A Saudi investor monitors stock prices at the Saudi Stock Exchange, or Tadawul in Riyadh (file). The prospect of a slowdown in Saudi Arabia has been worrying investors in Middle Eastern markets as far afield as Egypt, because of the flows of Saudi money around the region. The Saudi stock index yesterday dropped 1.1% to 7,046 points, nearing technical support at its August low of 6,921 points.
Major Middle Eastern stock markets fell yesterday after Standard & Poor’s cut its rating of Saudi Arabia’s sovereign debt and maintained a negative outlook on it, citing damage to state finances from low oil prices.
Qatar stocks edged down just 0.2%.
The downgrade will have almost no direct financial impact on Saudi Arabia because the government and Saudi companies have minimal foreign debt. The world’s other two major rating agencies, Moody’s and Fitch, have higher ratings for the kingdom than S&P.
But S&P’s action fed into investor concern about the long-term direction of Saudi finances in an era of cheap oil, and about the fiscal tightening that Riyadh will probably have to conduct next year to get its budget deficit under control.
The prospect of a slowdown in Saudi Arabia has been worrying investors in Middle Eastern markets as far afield as Egypt, because of the flows of Saudi money around the region.
The Saudi stock index dropped 1.1% to 7,046 points, nearing technical support at its August low of 6,921 points.
Alinma Bank slid 3.3% and Emaar Economic City, developer of a major industrial zone, lost 2.6%. However, petrochemical blue chip Saudi Basic Industries rose 0.6%.
Investment firm Kingdom Holding climbed 2.0% after saying it would sell its 29.9% stake in media firm Saudi Research and Marketing Group for 837.2mn riyals ($223mn) in a private off-market transaction at 35 riyals per share. SRMG shares last traded in the market on Wednesday at 18.80 riyals, having soared from 13.0 riyals in heavy trade over the previous six days.
The Dubai stock index sank 2.1% to 3,431 points, breaking technical support around 3,500 points, which had supported it since early September. The market’s next chart support is the August low at 3,241 points.
All of the market’s 10 most heavily traded stocks dropped, with builder Arabtec, which has projects in Saudi Arabia, losing 4.3%.
Abu Dhabi’s index fell 0.5% but National Bank of Abu Dhabi, the UAE’s biggest listed lender, climbed 1.7% after a drop last week due to disappointing third-quarter earnings.

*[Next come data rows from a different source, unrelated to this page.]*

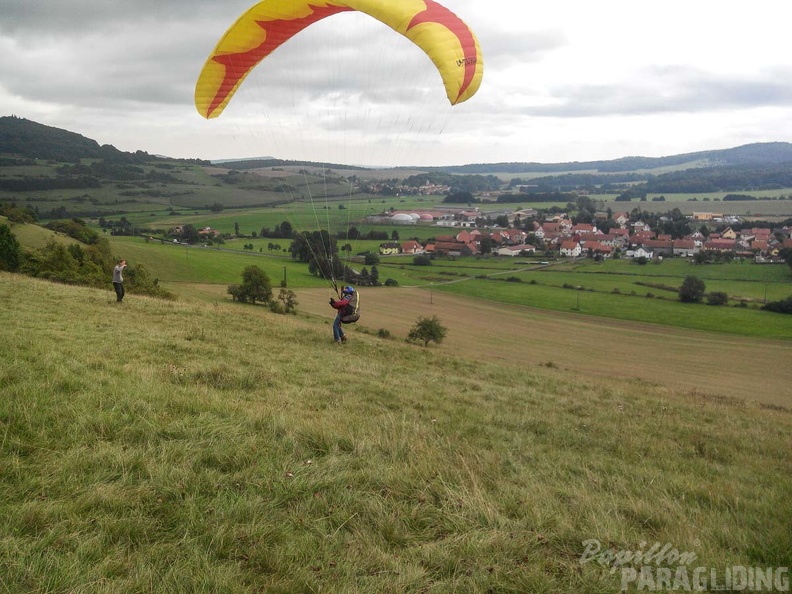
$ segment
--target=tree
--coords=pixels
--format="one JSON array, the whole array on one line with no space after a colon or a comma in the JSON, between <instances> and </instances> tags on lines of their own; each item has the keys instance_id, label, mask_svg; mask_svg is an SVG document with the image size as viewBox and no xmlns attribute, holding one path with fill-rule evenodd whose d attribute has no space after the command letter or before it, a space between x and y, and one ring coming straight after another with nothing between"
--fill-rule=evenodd
<instances>
[{"instance_id":1,"label":"tree","mask_svg":"<svg viewBox=\"0 0 792 594\"><path fill-rule=\"evenodd\" d=\"M277 225L275 228L278 228ZM285 237L286 239L289 239L294 235L294 227L292 227L292 224L289 221L283 221L280 224L280 234L281 237Z\"/></svg>"},{"instance_id":2,"label":"tree","mask_svg":"<svg viewBox=\"0 0 792 594\"><path fill-rule=\"evenodd\" d=\"M693 254L693 263L694 264L709 264L712 261L712 254L709 252L696 252Z\"/></svg>"},{"instance_id":3,"label":"tree","mask_svg":"<svg viewBox=\"0 0 792 594\"><path fill-rule=\"evenodd\" d=\"M413 264L416 266L430 266L432 264L432 259L426 255L418 255L413 258Z\"/></svg>"},{"instance_id":4,"label":"tree","mask_svg":"<svg viewBox=\"0 0 792 594\"><path fill-rule=\"evenodd\" d=\"M380 261L379 254L375 254L374 252L368 252L366 254L365 264L367 266L379 264L379 261Z\"/></svg>"},{"instance_id":5,"label":"tree","mask_svg":"<svg viewBox=\"0 0 792 594\"><path fill-rule=\"evenodd\" d=\"M792 269L792 248L783 248L779 252L779 256L784 259L790 269Z\"/></svg>"},{"instance_id":6,"label":"tree","mask_svg":"<svg viewBox=\"0 0 792 594\"><path fill-rule=\"evenodd\" d=\"M399 232L396 229L394 229L393 232L391 233L391 240L399 241Z\"/></svg>"},{"instance_id":7,"label":"tree","mask_svg":"<svg viewBox=\"0 0 792 594\"><path fill-rule=\"evenodd\" d=\"M185 243L195 243L201 239L198 235L198 229L194 225L184 225L181 232L181 240Z\"/></svg>"},{"instance_id":8,"label":"tree","mask_svg":"<svg viewBox=\"0 0 792 594\"><path fill-rule=\"evenodd\" d=\"M358 284L363 285L364 287L371 284L371 278L369 277L369 271L367 268L364 268L360 271L360 275L358 276Z\"/></svg>"},{"instance_id":9,"label":"tree","mask_svg":"<svg viewBox=\"0 0 792 594\"><path fill-rule=\"evenodd\" d=\"M231 296L242 303L267 303L272 299L272 283L258 266L248 266L242 271L242 284L228 287Z\"/></svg>"},{"instance_id":10,"label":"tree","mask_svg":"<svg viewBox=\"0 0 792 594\"><path fill-rule=\"evenodd\" d=\"M423 341L424 346L428 346L430 342L440 344L447 333L448 328L440 323L437 316L432 316L431 318L419 317L418 321L410 329L407 340Z\"/></svg>"},{"instance_id":11,"label":"tree","mask_svg":"<svg viewBox=\"0 0 792 594\"><path fill-rule=\"evenodd\" d=\"M0 270L19 268L19 242L8 225L0 225Z\"/></svg>"},{"instance_id":12,"label":"tree","mask_svg":"<svg viewBox=\"0 0 792 594\"><path fill-rule=\"evenodd\" d=\"M679 300L683 303L701 303L706 292L704 281L696 276L687 276L679 287Z\"/></svg>"},{"instance_id":13,"label":"tree","mask_svg":"<svg viewBox=\"0 0 792 594\"><path fill-rule=\"evenodd\" d=\"M294 236L289 246L292 258L308 263L308 272L325 279L344 276L344 265L338 258L338 244L325 231L303 231Z\"/></svg>"}]
</instances>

Stocks were generally slightly stronger in Kuwait, Oman and Bahrain, which are thinly traded and therefore less exposed to the market trend in Saudi Arabia. National Bank of Oman jumped 7.3% in low turnover.

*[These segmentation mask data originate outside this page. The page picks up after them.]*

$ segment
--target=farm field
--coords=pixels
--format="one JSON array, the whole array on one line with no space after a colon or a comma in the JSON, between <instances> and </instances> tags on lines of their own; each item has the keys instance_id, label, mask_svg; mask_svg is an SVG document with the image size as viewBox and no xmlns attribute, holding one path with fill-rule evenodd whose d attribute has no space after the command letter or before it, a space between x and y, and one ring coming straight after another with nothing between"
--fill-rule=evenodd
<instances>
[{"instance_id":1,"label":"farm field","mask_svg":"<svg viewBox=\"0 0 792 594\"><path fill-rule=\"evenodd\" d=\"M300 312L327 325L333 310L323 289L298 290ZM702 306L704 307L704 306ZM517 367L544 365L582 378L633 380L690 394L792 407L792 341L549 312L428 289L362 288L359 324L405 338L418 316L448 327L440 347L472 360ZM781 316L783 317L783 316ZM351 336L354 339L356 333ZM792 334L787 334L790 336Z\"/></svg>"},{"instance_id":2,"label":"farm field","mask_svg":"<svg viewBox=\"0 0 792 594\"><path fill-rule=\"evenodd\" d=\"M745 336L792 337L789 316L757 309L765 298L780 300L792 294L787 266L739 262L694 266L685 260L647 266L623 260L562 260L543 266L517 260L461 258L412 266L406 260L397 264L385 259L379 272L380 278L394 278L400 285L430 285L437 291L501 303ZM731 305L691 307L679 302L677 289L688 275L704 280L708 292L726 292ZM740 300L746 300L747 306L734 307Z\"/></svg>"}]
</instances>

Egypt’s stock index slipped 1.3%. Investment firm Qalaa Holding dropped 5.9% after one of its subsidiaries said it planned to sell its stakes in ASEC Minya and ASEC Ready Mix to Misr Cement (Qena) for 1bn Egyptian pounds ($125mn).
GB Auto fell a further 7.0%. It had tumbled 4.9% on Thursday after saying production at some of its factories had been halted for 20 days during September and October by delays in receiving supplies.
Elsewhere in the Gulf, Kuwait’s index edged up 0.1% to 5,780 points; Oman’s index rose 0.3% to 5,948 points, while Bahrain’s index edged up 0.1% to 1,251 points.